Scientists build machine learning model for detecting early signs of depression in text
Computer algorithm that identifies linguistic clues could help health professionals diagnose and treat depression sooner.
By KATIE WILLIS
A new machine learning model can detect early signs of depression in written text like Twitter posts, according to a study by University of Alberta computing scientists.
“The outcome of our study is that we can build useful predictive models that can accurately identify depressive language,” said graduate student Nawshad Farruque, who designed the model to identify linguistic clues in everyday communication. “While we are using the model to identify depressive language on Twitter, (it) can be easily applied to text from other domains for detecting depression.”

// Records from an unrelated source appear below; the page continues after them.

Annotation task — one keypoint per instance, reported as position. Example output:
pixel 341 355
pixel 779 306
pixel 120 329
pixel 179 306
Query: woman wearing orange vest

The English-language model was developed using samples of writing by individuals who identify as depressed on online depression forums. The machine learning algorithm was then trained to identify depressive language in tweets.
“This is the first study to show that depressive language has a specific linguistic representation,” said Farruque. “We demonstrate that it is possible to identify it, transfer it and further use it for depressive language detection tasks.”
Farruque noted there are many potential applications, from detecting signs of depression earlier to helping clinicians monitor the effectiveness of treatment for their patients over time.
“Our algorithm could be integrated with a chatbot that talks with seniors and can flag signs of loneliness and depression,” he added. “Another potential application could be to monitor the messages of high-school students to identify whether they are suffering from depression.”
Funding for the research was provided by AMII and the Natural Sciences and Engineering Research Council of Canada.
The study, “Augmenting Semantic Representation of Depressive Language: From Forums to Microblogs,” was published at the European Conference on Machine Learning and Principles and Practice of Knowledge Discovery in Databases.